佐藤琢磨も唸った──ホンダNSXの改良型がアンベール

2018年7月、快晴のミッドオハイオ・スポーツカーコースで、日本が誇るスーパースポーツのインプレションが行われた。ステアリングを握るのは、元F1ドライバーであり、アジア人で初めてインディ500の優勝ドライバーとなった佐藤琢磨。クルマはホンダ『NSX』の2019年モデルだ。デビュー以来、初となる改良新型である。この様子は、47秒の動画として特設サイトで公開され、そこで2018年秋の発表予定がアナウンスされた。

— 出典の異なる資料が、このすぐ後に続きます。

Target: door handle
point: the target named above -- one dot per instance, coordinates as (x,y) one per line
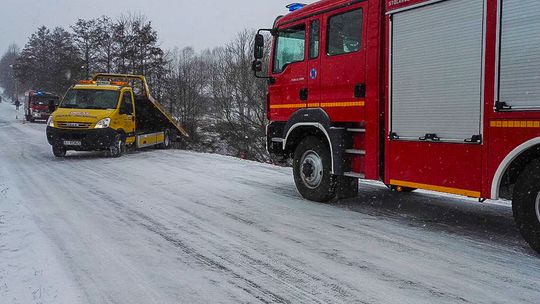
(304,94)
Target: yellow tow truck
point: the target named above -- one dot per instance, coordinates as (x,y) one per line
(109,113)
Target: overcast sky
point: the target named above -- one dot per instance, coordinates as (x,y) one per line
(199,23)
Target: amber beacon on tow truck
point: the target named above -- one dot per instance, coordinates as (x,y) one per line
(110,112)
(441,95)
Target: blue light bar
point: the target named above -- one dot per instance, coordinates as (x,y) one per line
(295,6)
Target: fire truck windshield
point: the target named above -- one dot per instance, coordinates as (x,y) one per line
(290,46)
(91,99)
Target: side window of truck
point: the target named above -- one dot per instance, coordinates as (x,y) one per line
(344,33)
(127,103)
(314,38)
(290,47)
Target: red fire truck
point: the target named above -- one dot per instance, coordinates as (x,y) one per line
(442,95)
(40,105)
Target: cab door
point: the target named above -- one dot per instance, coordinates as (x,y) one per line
(127,116)
(289,90)
(343,65)
(314,62)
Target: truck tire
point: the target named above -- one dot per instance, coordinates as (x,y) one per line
(167,141)
(59,151)
(526,204)
(401,189)
(118,146)
(312,169)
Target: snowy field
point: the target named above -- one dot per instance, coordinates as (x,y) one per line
(180,227)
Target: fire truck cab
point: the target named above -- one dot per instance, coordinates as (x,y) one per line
(441,95)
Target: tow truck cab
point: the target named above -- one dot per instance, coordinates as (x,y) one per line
(110,115)
(40,105)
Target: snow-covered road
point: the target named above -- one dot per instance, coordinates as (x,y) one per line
(180,227)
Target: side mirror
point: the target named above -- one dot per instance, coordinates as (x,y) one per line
(258,50)
(256,66)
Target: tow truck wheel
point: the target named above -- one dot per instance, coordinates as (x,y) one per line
(313,170)
(118,146)
(59,151)
(526,204)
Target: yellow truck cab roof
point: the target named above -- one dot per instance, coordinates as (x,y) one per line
(97,87)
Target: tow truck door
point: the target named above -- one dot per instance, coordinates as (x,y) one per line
(288,91)
(127,116)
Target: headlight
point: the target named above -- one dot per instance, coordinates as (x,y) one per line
(102,124)
(50,122)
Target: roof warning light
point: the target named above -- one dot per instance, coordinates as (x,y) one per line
(295,6)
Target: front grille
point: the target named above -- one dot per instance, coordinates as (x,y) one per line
(73,125)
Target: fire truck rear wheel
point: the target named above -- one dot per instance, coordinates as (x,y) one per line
(59,151)
(526,204)
(312,169)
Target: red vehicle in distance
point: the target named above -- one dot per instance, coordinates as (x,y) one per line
(39,105)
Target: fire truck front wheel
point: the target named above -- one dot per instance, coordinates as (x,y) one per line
(526,204)
(312,169)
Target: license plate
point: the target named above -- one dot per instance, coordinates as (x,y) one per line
(72,143)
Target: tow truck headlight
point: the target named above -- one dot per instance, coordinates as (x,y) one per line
(102,124)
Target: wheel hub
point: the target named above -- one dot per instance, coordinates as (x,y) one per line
(311,169)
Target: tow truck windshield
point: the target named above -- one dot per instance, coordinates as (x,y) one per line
(90,99)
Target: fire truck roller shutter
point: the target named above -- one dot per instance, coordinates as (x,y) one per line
(519,71)
(436,84)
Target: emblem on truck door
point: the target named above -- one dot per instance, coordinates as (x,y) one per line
(313,74)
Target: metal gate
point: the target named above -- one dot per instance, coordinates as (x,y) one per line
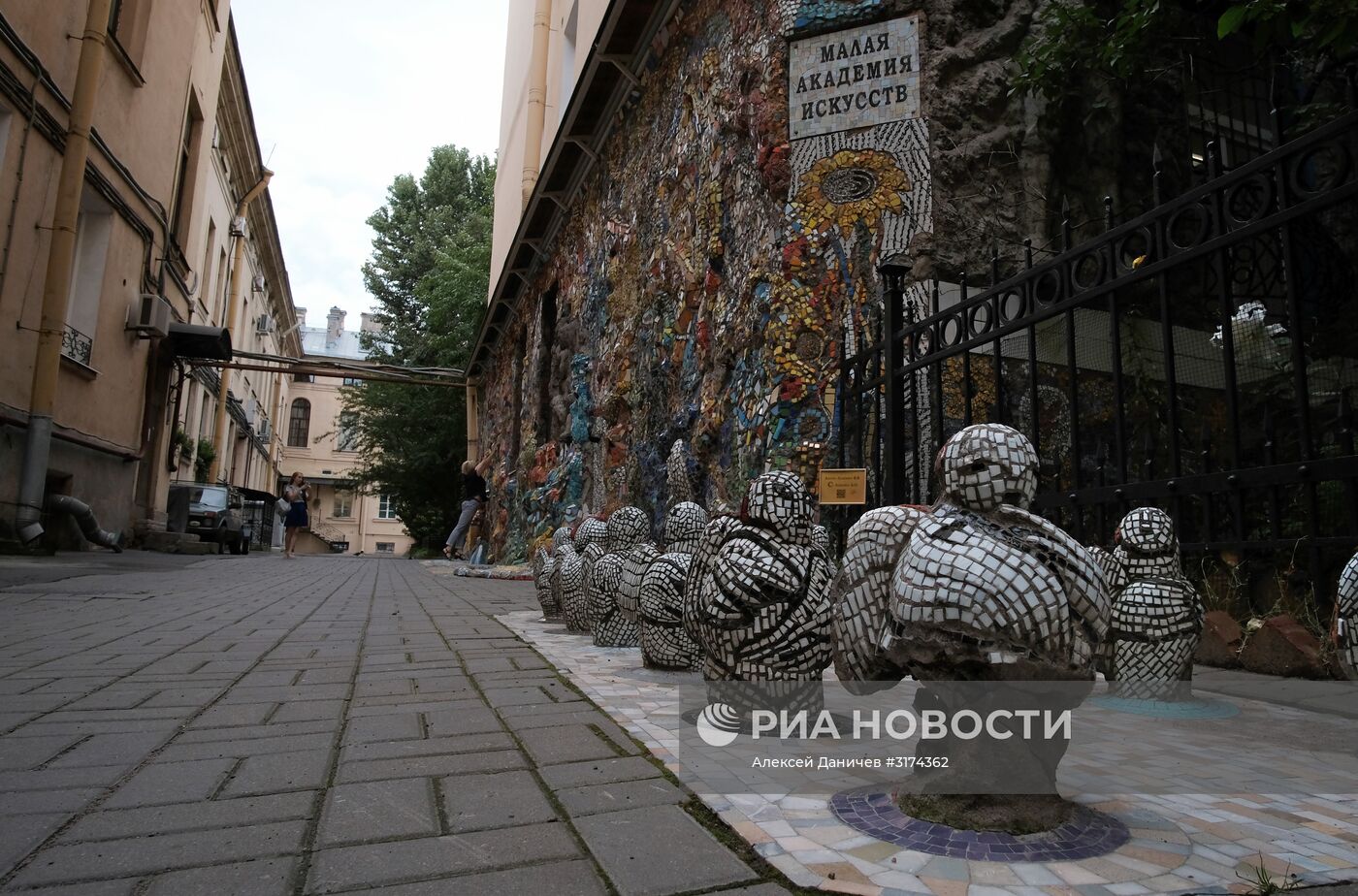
(1201,357)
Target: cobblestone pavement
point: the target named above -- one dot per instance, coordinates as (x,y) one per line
(322,725)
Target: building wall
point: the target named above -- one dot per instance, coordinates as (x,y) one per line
(111,404)
(328,465)
(702,284)
(573,24)
(149,224)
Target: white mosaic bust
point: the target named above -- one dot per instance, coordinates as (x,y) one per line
(1156,611)
(545,573)
(985,583)
(588,545)
(664,644)
(628,529)
(1346,620)
(762,610)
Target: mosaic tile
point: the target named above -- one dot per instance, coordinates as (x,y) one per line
(873,811)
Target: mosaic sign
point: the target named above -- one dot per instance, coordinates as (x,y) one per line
(868,75)
(844,486)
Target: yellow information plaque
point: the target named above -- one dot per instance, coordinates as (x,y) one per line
(844,486)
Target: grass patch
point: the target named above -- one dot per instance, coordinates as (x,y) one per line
(1015,815)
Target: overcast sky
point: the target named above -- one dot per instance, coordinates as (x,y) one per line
(348,94)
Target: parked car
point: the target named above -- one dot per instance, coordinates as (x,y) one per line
(216,515)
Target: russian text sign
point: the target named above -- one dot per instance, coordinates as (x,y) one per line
(844,486)
(866,75)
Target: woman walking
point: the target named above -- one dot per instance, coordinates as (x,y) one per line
(296,493)
(472,496)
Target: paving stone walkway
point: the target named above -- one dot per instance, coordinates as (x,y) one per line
(323,725)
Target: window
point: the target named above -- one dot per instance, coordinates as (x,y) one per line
(343,502)
(186,176)
(128,20)
(94,228)
(348,436)
(299,424)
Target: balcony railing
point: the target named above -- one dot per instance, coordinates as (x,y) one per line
(77,345)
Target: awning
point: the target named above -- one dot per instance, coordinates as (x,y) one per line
(193,341)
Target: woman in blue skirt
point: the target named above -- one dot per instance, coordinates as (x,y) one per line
(298,493)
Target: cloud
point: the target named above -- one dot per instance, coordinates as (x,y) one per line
(348,94)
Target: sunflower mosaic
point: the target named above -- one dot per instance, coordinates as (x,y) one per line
(851,186)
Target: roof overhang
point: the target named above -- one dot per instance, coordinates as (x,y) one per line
(611,72)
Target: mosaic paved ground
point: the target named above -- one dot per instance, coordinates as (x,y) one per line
(1178,842)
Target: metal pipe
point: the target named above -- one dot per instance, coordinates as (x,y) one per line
(56,287)
(87,522)
(219,432)
(536,98)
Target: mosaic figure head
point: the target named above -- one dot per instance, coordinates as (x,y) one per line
(685,526)
(628,527)
(778,501)
(560,536)
(986,465)
(1148,531)
(591,531)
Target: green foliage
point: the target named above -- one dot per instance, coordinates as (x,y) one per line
(203,461)
(1262,882)
(1321,24)
(1085,44)
(428,273)
(1080,41)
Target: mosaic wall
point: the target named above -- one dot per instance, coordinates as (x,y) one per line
(702,287)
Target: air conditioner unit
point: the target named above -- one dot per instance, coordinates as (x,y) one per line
(149,316)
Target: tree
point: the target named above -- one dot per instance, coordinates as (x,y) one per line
(428,273)
(1092,43)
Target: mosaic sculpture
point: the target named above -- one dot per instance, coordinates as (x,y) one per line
(628,529)
(861,596)
(635,560)
(760,603)
(664,644)
(1346,620)
(676,472)
(988,592)
(1156,611)
(985,583)
(576,563)
(545,574)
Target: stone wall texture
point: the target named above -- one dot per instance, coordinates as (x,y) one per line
(712,271)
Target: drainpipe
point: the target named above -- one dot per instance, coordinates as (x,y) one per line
(219,433)
(56,288)
(472,425)
(536,98)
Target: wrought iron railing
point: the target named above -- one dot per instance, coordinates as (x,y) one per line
(1202,357)
(77,345)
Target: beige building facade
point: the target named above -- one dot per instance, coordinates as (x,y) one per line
(321,443)
(173,152)
(546,50)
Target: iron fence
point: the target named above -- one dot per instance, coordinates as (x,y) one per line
(1201,357)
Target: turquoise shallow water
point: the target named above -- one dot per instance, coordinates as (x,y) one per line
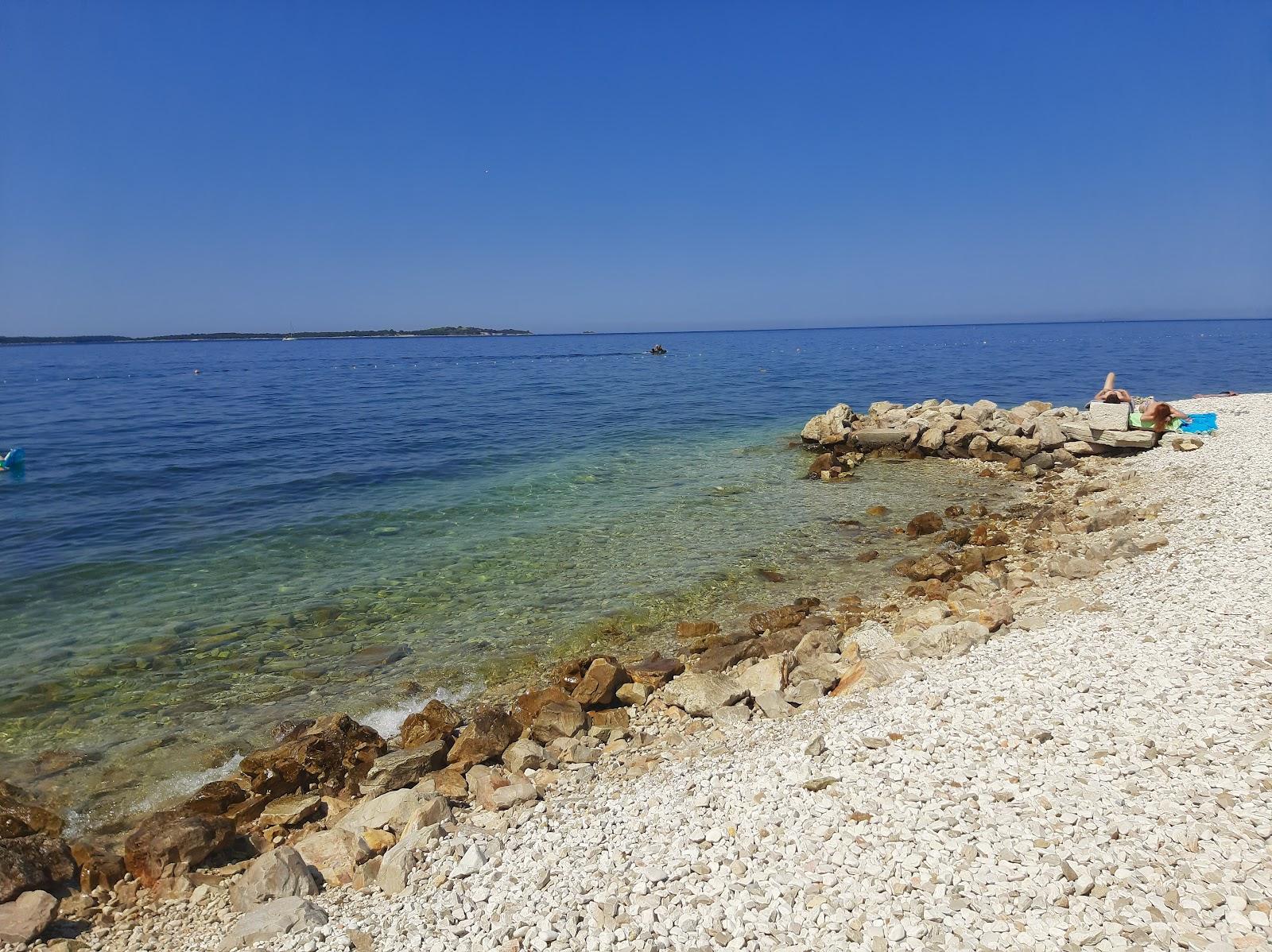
(360,524)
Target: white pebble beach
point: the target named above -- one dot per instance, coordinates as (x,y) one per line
(1102,780)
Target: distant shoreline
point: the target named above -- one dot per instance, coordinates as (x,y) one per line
(294,336)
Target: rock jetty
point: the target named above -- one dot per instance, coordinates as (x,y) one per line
(1034,438)
(1051,735)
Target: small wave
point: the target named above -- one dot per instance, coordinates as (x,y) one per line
(387,722)
(80,824)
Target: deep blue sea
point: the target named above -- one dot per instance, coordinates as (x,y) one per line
(362,524)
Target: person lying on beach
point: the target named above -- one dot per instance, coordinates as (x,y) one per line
(1157,416)
(1111,396)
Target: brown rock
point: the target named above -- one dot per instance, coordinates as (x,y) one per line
(22,816)
(559,718)
(655,671)
(485,737)
(776,619)
(331,755)
(599,683)
(924,524)
(99,867)
(173,837)
(527,707)
(214,799)
(933,566)
(696,629)
(436,722)
(727,656)
(32,863)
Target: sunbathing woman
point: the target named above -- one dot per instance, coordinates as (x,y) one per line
(1158,416)
(1110,396)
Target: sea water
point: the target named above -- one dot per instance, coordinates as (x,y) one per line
(362,524)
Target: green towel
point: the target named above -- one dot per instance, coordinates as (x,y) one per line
(1138,422)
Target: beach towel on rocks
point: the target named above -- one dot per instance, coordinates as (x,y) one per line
(1201,424)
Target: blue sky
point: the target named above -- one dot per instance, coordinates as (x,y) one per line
(180,167)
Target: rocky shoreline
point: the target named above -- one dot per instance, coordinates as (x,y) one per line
(336,815)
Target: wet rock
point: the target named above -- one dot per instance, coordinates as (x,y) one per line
(696,629)
(290,811)
(404,768)
(933,566)
(924,524)
(281,917)
(559,718)
(173,838)
(438,721)
(496,788)
(216,797)
(22,816)
(655,671)
(633,693)
(331,755)
(725,656)
(599,683)
(99,866)
(334,854)
(527,706)
(776,619)
(700,693)
(27,917)
(275,875)
(485,737)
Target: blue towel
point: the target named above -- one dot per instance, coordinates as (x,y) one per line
(1200,424)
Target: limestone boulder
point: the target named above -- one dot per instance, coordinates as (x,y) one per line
(334,856)
(25,918)
(173,838)
(330,755)
(773,674)
(496,788)
(485,737)
(275,875)
(559,718)
(404,858)
(290,811)
(436,721)
(390,811)
(701,693)
(949,640)
(280,917)
(405,768)
(828,428)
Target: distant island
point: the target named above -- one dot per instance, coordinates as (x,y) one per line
(293,336)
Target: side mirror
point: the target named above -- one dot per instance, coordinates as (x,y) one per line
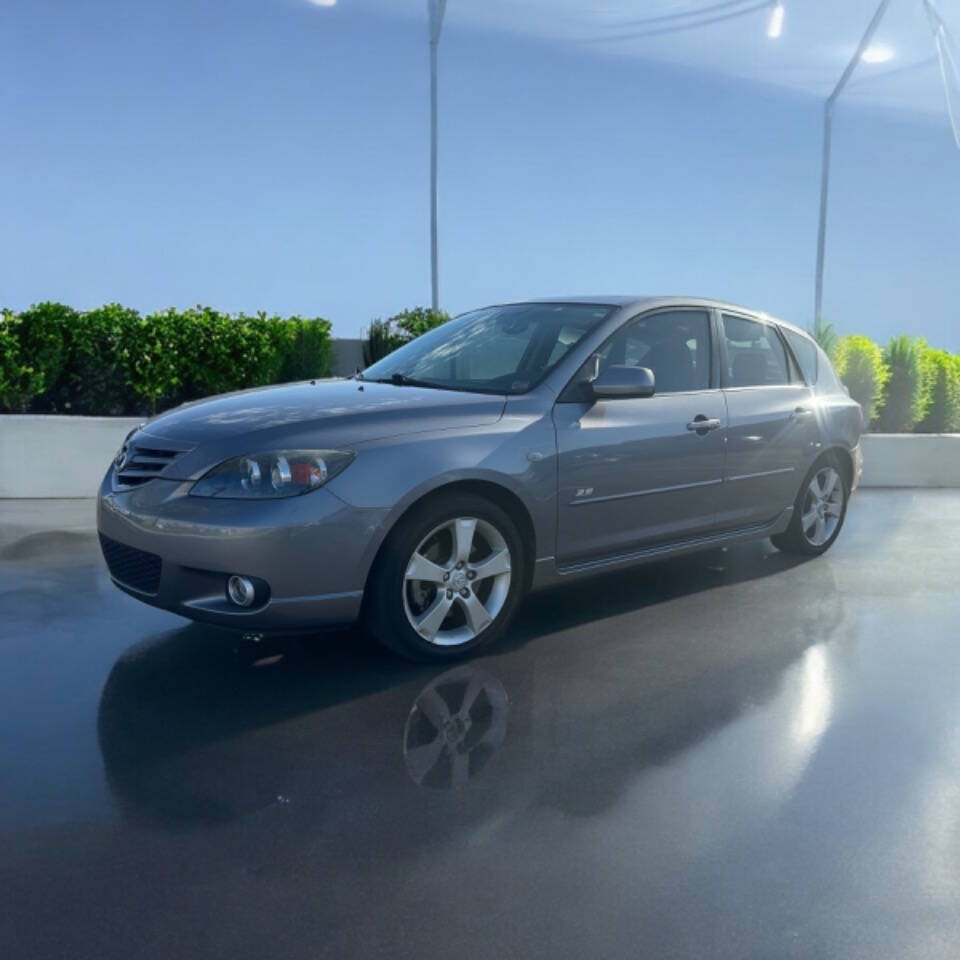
(623,383)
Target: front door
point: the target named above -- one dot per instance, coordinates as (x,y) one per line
(772,426)
(636,471)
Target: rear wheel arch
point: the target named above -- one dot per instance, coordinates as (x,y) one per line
(844,460)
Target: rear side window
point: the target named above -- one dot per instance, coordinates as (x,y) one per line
(827,379)
(755,354)
(805,350)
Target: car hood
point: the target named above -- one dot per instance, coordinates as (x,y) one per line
(323,412)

初代『NSX』の生産終了から10年後に甦った“人間中心のスーパースポーツ”

初代『NSX』のデビューは1990年。アイルトン・セナが開発にかかわり、自らの愛車としてステアリングを握ったクルマだ。コンセプトは「人間中心のスーパースポーツ」。卓越した運動性能を持ちながら誰もが快適に操ることができることにこだわった。

初代『NSX』は国内外で高い評価を得たが、2006年に惜しまれながら生産を終了。余談ではあるが、状態によっては今も高値で取り引きされている。

2世代目、つまり現行型は、生産終了から10年後の2016年にプレミアムスーパースポーツとして甦った。「人間中心のスーパースポーツ」という初代モデルのコンセプトを継承しつつ、進化したホンダ独自の先進的な電動化技術を採用し、新時代のスーパースポーツ体験(New Sports eXperience)の提供を目指した。

パワートレインは、3.5L V型6気筒DOHC直噴ツインターボエンジンと3つのモーターからなる「SPORTS HYBRID SH-AWD(Super Handling-All Wheel Drive)」によるハイブリッド方式。エンジンだけでは達成することが難しい高いレベルのレスポンスとハンドリング性能を特長としている。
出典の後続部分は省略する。